• IEA says critical minerals market worldwide has doubled to US$320 billion in just five years
  • Investment in energy transition metals rose 30% last year as miners, OEMs and governments race to find new sources of lithium, copper, cobalt, nickel and more
  • Miners up 1% as iron ore rises

Seems like battery metals are all anyone talks about these days in the news, on the internet, at the dinner table as you unload some of Seymour Skinner’s steamed hams on your unsuspecting guests?

The International Energy Agency’s Critical Minerals Market Review is out and it shows why, with the total size of the critical minerals market — headlined by lithium, copper, rare earths, nickel and graphite — doubling in the past five years to US$320 billion.

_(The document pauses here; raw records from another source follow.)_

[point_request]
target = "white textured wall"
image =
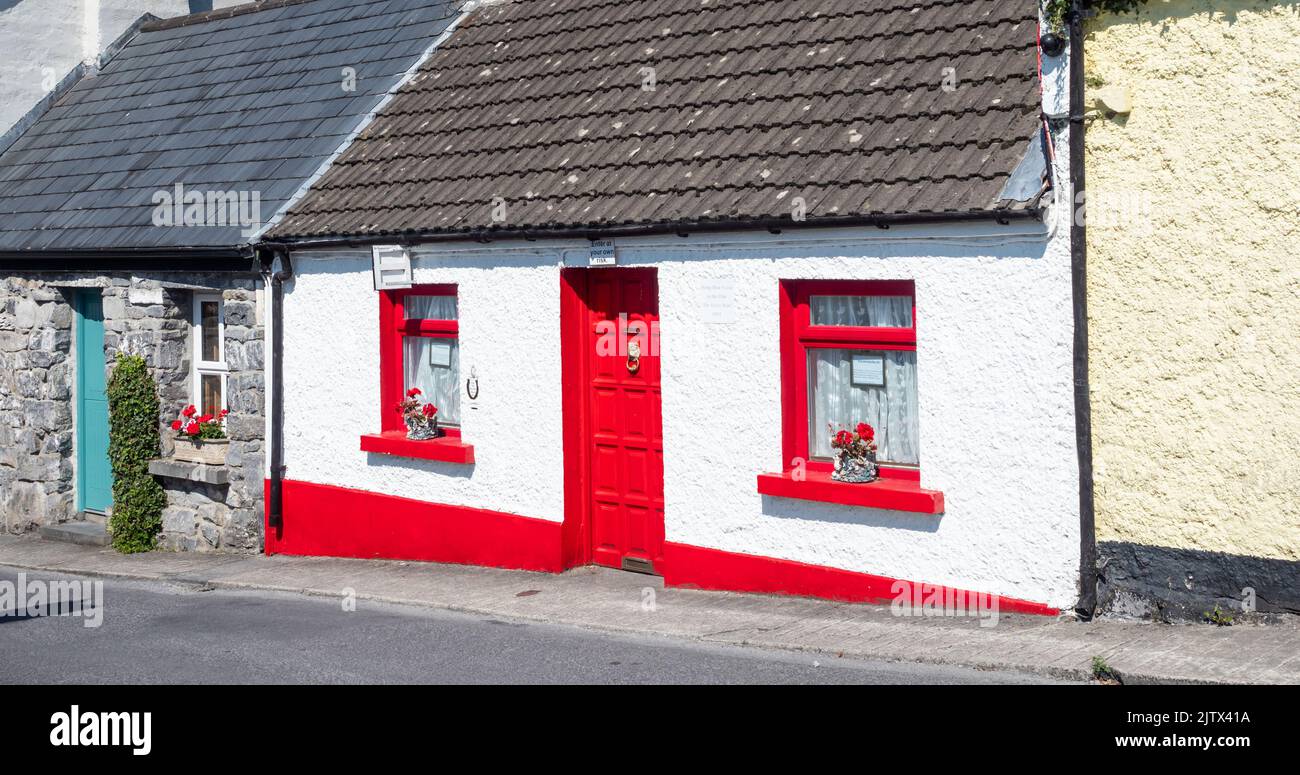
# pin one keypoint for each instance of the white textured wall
(510, 334)
(995, 380)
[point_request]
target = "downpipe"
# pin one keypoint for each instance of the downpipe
(281, 269)
(1087, 605)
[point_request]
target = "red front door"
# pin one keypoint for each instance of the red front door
(624, 424)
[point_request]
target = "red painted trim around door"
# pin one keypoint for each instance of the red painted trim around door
(576, 535)
(714, 568)
(326, 520)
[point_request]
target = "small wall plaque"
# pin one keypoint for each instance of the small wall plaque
(603, 254)
(869, 371)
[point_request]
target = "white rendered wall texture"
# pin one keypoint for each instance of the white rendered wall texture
(995, 380)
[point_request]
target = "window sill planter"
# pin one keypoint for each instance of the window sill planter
(895, 494)
(447, 449)
(209, 453)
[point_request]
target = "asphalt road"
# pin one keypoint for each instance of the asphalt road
(180, 635)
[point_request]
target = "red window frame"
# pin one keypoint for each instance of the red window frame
(798, 336)
(393, 329)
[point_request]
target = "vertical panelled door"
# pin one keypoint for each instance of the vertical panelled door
(625, 429)
(94, 473)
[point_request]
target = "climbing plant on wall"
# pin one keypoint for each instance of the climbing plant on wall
(1056, 11)
(133, 441)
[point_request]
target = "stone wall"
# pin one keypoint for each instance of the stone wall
(146, 315)
(37, 377)
(200, 515)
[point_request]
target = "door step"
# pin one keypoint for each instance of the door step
(86, 533)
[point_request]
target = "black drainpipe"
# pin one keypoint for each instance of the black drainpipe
(1079, 284)
(274, 509)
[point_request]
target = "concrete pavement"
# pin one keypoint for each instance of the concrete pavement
(631, 604)
(256, 636)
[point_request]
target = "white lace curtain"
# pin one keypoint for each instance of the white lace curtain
(440, 385)
(432, 363)
(835, 401)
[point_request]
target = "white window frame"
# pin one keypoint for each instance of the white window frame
(207, 367)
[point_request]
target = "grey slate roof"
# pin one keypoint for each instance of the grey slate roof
(542, 105)
(241, 99)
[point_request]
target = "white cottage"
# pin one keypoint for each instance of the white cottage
(646, 262)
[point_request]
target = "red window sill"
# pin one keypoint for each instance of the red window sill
(449, 449)
(896, 494)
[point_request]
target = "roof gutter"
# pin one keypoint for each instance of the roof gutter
(681, 229)
(238, 260)
(1079, 286)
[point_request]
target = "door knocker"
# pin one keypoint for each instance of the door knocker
(633, 356)
(472, 384)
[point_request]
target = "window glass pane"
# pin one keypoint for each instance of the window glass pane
(871, 311)
(891, 408)
(433, 366)
(209, 394)
(429, 307)
(209, 328)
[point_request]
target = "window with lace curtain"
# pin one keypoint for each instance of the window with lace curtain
(849, 355)
(420, 341)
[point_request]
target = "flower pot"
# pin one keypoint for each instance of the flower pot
(854, 470)
(209, 453)
(423, 428)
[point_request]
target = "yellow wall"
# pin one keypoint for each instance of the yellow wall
(1194, 289)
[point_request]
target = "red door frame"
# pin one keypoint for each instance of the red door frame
(576, 528)
(575, 384)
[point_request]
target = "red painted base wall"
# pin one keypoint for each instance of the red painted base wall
(713, 568)
(336, 522)
(325, 520)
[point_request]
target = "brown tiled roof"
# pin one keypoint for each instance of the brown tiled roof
(542, 107)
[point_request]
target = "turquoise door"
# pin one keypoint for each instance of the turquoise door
(94, 473)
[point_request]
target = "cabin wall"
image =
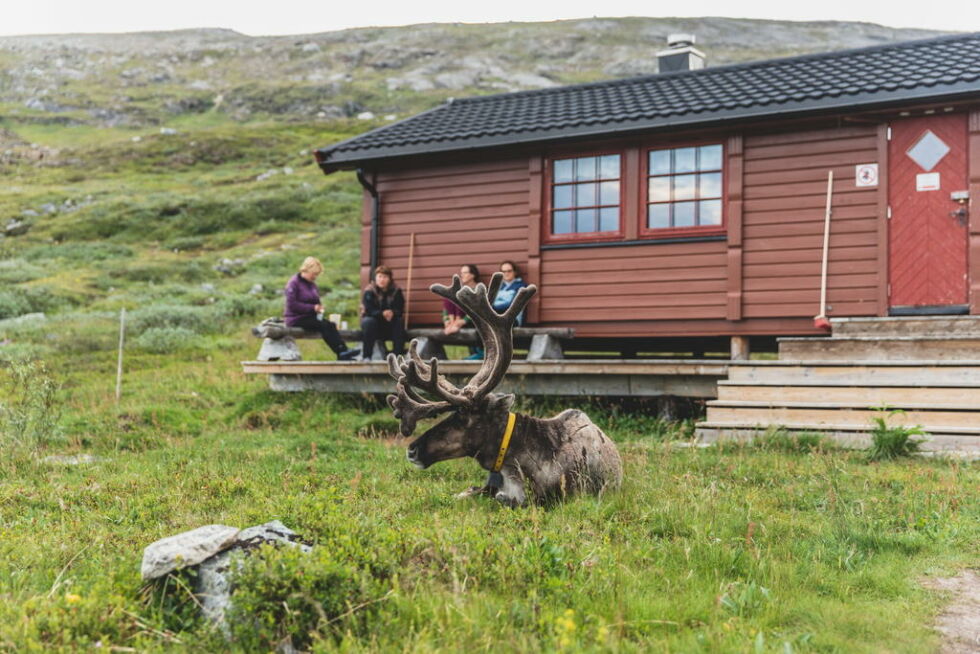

And numbers from 2022 show how steep that rise in focus from the world’s resources sector has been, with investments in energy transition metals lifting 30% worldwide after a 20% rise in 2021.

Chinese companies are accelerating even faster, almost doubling their investment in critical minerals in 2022, with lithium developers posting a 50% rise in spending.

Exploration spending rose 20% across the battery metals suite, with more than 40% rises in investment across Canada and Australia, the biggest focus areas for hard rock lithium drilling.

“In terms of commodities, lithium emerged as the clear leader in exploration activities, with spending increasing by 90%, following a 25% increase in 2021,” the IEA said.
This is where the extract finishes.